Veena has published and presented extensively on these topics. Key publications include Turning up the Heat: The need for urgent action from US financial regulators on climate change (2021); Addressing Climate Change as a Systemic Risk: A role for financial market regulators (2020); Running the Risk: How corporate boards can oversee ESG issues (2019) and Systems rule: How board governance drives sustainability performance (2017).
She holds a BA (Hons) LL.B degree from the National Law School of India University and an LL.M degree from the Washington University School of Law.


Jesse Bellemare
Jesse Bellemare is a plant ecologist and associate professor in the Department of Biological Sciences at Smith College in Northampton, Massachusetts.
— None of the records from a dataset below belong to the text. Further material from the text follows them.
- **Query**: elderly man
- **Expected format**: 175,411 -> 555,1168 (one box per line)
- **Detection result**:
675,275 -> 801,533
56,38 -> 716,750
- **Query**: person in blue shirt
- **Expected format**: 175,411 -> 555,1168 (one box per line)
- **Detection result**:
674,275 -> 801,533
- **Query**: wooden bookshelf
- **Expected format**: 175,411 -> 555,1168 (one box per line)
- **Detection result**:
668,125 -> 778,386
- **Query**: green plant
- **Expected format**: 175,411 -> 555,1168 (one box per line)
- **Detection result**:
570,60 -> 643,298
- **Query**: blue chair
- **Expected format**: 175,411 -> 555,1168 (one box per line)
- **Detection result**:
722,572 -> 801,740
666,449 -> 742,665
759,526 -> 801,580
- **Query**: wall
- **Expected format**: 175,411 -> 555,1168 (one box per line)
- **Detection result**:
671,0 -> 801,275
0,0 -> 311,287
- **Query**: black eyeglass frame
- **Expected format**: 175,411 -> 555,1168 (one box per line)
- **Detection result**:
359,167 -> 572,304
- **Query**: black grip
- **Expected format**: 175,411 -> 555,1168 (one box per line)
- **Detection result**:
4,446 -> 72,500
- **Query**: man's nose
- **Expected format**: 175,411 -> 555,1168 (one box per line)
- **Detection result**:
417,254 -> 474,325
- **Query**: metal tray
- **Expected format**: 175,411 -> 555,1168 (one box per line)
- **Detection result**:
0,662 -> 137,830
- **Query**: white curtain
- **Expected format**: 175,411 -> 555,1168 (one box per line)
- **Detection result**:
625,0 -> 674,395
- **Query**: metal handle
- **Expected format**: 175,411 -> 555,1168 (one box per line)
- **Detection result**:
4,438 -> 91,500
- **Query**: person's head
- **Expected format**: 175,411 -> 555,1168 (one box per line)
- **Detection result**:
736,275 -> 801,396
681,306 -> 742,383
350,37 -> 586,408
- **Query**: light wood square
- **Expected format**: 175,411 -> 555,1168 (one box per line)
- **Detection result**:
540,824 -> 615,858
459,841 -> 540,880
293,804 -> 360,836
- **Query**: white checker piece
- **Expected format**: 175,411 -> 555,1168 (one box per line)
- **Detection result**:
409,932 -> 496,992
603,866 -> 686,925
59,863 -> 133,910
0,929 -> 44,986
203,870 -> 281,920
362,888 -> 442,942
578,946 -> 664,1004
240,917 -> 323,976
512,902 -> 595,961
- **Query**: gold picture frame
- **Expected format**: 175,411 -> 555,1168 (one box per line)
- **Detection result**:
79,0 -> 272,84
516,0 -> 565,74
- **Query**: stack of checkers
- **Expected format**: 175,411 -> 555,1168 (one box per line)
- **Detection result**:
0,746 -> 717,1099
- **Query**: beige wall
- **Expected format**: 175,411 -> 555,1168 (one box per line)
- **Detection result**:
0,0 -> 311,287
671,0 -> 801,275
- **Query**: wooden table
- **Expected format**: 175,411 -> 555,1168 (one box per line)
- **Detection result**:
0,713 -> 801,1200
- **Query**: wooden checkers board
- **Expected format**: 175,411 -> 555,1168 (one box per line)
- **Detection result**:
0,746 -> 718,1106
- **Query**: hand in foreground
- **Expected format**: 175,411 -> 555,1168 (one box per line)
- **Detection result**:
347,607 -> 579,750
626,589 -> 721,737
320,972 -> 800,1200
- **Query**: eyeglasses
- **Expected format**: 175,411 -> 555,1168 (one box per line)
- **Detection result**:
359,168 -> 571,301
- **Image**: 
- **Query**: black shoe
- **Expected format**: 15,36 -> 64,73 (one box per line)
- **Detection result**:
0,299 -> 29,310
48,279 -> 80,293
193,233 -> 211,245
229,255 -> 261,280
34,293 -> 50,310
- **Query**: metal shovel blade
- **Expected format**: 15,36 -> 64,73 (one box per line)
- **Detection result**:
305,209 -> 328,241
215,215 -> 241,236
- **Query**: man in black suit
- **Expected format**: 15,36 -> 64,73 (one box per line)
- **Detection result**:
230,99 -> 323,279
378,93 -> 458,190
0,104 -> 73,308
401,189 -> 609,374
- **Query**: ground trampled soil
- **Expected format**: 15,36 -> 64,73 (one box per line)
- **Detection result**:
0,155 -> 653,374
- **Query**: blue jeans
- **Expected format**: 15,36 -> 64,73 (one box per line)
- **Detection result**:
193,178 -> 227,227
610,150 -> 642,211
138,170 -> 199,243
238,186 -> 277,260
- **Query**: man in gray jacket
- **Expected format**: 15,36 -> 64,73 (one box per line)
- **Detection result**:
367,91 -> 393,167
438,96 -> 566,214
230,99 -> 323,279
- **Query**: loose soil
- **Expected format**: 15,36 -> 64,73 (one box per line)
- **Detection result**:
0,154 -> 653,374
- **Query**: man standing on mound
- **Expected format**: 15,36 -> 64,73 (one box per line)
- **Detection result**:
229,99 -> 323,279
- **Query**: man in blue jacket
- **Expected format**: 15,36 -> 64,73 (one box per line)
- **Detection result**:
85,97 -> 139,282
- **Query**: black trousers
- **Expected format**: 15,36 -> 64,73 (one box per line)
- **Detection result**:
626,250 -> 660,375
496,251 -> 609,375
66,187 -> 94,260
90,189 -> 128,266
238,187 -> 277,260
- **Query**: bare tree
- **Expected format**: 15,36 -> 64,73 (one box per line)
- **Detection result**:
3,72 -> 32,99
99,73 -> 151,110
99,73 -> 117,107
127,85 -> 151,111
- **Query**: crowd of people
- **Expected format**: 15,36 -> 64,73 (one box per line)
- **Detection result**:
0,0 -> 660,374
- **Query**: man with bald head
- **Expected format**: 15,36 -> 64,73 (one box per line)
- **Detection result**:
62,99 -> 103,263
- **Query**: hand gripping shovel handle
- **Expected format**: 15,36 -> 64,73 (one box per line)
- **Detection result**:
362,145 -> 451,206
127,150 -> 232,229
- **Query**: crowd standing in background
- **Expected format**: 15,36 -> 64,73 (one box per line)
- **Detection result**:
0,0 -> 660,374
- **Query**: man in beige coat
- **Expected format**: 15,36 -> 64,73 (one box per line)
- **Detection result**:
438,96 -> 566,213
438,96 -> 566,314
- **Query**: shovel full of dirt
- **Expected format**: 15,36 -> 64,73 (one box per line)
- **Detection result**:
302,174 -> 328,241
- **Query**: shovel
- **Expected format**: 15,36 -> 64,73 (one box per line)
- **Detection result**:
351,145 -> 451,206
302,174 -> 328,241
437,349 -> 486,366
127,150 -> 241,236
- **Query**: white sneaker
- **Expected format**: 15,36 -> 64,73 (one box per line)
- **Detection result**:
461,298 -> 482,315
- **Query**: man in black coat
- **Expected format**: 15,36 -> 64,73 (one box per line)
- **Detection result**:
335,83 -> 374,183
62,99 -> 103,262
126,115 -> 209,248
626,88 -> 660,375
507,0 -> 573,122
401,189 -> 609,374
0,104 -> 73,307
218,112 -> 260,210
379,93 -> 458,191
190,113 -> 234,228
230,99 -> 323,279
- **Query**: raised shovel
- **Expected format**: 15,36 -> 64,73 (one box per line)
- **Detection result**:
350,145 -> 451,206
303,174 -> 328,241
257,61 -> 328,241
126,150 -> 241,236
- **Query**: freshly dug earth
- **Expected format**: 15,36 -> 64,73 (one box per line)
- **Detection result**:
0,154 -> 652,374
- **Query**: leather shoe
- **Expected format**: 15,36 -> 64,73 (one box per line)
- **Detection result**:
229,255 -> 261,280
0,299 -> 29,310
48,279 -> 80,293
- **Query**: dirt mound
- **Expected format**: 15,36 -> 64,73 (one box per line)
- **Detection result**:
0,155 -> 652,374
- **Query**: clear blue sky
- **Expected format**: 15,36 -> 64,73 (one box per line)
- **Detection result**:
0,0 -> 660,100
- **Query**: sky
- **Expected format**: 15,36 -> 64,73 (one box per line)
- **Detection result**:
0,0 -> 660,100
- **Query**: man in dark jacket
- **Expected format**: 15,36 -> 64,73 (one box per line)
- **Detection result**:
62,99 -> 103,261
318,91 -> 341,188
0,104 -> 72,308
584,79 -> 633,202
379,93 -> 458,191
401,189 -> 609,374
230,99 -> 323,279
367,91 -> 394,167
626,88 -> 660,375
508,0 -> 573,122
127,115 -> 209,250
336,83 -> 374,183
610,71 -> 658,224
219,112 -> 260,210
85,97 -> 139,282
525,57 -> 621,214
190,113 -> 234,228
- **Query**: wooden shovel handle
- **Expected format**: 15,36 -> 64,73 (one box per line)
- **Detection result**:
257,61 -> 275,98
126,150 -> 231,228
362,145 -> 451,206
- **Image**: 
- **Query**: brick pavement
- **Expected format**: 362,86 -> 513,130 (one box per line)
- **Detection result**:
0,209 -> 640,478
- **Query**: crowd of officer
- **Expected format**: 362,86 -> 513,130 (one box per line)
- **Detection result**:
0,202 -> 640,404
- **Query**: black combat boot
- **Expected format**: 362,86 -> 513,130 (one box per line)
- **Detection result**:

His lab’s research focuses on plant diversity in the forests of the eastern U.S. and how plant species might be affected by climate change. In addition to basic research related to plant ecology and biogeography, Jesse’s scientific work has also investigated applied questions related to plant conservation and novel approaches to species preservation in the face of climate change, such as so-called “assisted migration”. Ecological research articles from the Bellemare Lab have been published in scientific journals including Oecologia, Ecosphere, Journal of Biogeography, and Rhodora.
Jesse received his undergraduate degree in biology from the University of Massachusetts, Amherst, a Masters of Forest Science from Harvard University – Harvard Forest, and a PhD in ecology and evolution from Cornell University.
Lucas McDiarmid
As a legislative staffer with the Office of Senator Anne M. Gobi, representing the Worcester and Hampshire Districts, Lucas works to support the Senator with public outreach, press and media relations strategy.
Lucas holds a master’s degree in public administration from Norwich University. He is a member of the Palmer Conservation Commission and the outings leader for the Western Massachusetts Region of the national organization, Latino Outdoors, where he works to create outdoor education opportunities for the Latino Community in Western Massachusetts by promoting equity and accessibility in the outdoors.